Google-owned YouTube is lastly cracking down on Discord’s Groovy music bot, which had sourced and performed music from the streaming platform on greater than 16 million servers for years proper below its nostril.
Since its creation practically 5 years in the past, Groovy Bot had allowed customers to converge on Discord for listening events, aggregating music from platforms like YouTube, Spotify, Soundcloud, Deezer, Apple Music, and Tidal. But as Groovy’s founder, Nik Ammerlaan, admitted to The Verge on Tuesday, “something like 98 percent of the tracks played on Groovy were from YouTube,” a indisputable fact that apparently went unnoticed by the streaming large till just lately.

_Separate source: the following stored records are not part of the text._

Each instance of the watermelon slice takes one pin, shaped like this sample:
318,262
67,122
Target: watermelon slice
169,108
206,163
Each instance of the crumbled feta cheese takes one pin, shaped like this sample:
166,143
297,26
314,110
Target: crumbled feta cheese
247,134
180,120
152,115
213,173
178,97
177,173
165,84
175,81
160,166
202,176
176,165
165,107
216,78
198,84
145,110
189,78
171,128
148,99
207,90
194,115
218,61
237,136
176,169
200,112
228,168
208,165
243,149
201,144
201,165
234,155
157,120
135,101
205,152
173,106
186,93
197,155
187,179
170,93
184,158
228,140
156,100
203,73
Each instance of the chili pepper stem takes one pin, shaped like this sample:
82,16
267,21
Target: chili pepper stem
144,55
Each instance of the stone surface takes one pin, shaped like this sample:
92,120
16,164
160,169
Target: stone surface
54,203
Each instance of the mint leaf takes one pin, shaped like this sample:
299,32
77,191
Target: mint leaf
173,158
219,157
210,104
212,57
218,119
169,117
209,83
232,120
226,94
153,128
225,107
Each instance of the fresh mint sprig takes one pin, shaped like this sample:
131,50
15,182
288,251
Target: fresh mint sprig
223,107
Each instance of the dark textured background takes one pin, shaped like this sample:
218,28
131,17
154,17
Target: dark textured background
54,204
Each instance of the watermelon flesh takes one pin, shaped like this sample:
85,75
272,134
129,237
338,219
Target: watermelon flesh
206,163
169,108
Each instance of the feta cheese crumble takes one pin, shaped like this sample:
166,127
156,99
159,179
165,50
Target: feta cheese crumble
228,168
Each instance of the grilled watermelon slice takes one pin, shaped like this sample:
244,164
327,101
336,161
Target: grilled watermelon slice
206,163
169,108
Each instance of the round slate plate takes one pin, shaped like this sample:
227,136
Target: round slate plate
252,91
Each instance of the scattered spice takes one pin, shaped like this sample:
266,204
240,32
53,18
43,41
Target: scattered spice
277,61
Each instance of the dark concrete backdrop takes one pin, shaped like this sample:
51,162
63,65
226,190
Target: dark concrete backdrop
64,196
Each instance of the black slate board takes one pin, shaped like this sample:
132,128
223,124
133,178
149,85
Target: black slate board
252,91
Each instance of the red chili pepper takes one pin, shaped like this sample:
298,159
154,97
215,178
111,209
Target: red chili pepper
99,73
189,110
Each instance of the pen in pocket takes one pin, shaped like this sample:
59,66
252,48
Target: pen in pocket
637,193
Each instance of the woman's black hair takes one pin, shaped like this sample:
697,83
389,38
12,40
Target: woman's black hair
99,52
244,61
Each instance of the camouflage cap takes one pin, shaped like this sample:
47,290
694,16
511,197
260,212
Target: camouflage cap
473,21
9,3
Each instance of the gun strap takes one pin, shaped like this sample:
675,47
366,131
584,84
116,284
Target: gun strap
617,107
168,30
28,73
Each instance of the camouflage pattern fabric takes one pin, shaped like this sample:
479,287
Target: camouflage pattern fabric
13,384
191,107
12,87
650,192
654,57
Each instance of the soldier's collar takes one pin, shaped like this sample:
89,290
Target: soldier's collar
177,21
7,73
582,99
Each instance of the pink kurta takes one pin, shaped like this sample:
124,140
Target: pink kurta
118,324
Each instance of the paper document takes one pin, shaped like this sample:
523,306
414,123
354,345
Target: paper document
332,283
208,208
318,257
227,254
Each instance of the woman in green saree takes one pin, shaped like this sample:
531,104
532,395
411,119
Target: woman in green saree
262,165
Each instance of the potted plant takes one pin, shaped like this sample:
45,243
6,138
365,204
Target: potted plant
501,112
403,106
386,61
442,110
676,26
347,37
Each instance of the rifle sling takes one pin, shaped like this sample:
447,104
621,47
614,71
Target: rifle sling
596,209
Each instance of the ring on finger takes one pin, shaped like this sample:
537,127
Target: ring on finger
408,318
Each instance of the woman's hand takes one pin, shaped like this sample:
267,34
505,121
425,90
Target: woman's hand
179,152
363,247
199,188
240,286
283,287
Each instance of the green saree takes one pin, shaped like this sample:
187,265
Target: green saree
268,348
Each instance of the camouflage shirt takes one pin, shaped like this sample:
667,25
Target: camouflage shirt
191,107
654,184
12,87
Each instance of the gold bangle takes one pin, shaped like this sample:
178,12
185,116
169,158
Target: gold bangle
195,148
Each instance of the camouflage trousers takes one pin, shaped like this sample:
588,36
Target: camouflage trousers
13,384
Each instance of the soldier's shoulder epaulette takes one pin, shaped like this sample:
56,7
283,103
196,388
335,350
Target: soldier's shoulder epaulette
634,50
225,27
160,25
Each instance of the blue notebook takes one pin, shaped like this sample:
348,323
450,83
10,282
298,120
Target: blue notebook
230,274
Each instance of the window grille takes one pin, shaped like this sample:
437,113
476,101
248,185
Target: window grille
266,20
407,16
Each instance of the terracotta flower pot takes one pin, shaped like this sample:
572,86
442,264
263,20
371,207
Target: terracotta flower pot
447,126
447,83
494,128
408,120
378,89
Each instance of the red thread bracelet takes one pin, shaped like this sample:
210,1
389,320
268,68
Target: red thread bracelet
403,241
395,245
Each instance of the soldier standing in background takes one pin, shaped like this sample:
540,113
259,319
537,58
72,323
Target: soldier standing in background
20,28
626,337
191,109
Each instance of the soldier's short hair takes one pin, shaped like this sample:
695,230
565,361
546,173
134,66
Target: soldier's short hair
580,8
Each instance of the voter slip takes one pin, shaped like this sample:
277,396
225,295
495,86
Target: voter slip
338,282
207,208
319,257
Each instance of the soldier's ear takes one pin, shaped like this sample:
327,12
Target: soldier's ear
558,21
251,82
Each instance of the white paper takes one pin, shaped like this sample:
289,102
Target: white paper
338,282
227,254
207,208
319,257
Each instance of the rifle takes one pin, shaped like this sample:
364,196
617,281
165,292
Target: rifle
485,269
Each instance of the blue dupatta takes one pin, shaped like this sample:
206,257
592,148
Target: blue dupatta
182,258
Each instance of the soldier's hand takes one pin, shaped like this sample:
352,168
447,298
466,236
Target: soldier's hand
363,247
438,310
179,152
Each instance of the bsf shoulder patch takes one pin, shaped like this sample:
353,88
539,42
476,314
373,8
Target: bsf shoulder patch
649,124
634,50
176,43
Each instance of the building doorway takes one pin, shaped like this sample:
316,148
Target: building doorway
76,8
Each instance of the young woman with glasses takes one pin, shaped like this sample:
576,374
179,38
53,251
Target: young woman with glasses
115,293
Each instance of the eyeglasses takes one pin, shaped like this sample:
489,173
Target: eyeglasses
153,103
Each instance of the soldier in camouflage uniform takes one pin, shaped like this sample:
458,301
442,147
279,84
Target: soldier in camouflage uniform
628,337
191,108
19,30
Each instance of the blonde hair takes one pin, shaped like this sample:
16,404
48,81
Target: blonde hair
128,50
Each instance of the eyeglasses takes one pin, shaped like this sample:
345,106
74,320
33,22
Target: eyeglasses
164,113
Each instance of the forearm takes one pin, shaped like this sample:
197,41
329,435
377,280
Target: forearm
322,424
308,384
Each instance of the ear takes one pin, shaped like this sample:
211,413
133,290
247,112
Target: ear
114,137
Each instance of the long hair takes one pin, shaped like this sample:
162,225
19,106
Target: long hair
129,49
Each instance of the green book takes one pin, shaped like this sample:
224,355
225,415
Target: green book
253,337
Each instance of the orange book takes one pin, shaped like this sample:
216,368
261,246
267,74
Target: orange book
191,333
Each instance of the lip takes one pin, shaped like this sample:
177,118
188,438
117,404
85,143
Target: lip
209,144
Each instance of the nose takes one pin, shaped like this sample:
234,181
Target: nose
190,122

“I’m not sure why they decided to send it [a cease and desist] now,” Ammerlaan informed The Verge. “They probably just didn’t know about it, to be honest.”
Ammerlaan added that Groovy Bot has been a “huge weight” on his shoulders over the previous 5 years and that he had lengthy anticipated authorized motion from YouTube’s guardian firm, Google. “It was just a matter of seeing when it would happen,” he mentioned.
In a message announcing the bot’s closure, Ammerlaan mentioned that Groovy would formally finish its service on August 30, and that premium subscribers could be receiving a refund within the coming weeks.
G/O Media could get a fee
In a press release to The Verge, a YouTube spokesperson confirmed that it had taken motion in opposition to Groovy over phrases of service violations, which included “modifying the service and using it for commercial purposes.”
Although Google’s stop and desist has meant curtains for Groovy, comparable Discord music bots like Octave, Hydra, and Chip nonetheless appear to be secure—for now, not less than. Rythm—which is presently run on greater than 10 million servers, making it essentially the most widely-used Discord music bot by far—can be nonetheless up and operating, though it’s secure to imagine that its days could also be numbered at this level.
The authorized motion in opposition to Groovy comes amid a flurry of shutdowns of YouTube video downloading websites, which might be a possible indication that the platform—and the RIAA—are more and more in search of to get litigious on the subject of third-party ventures that violate its phrases of service.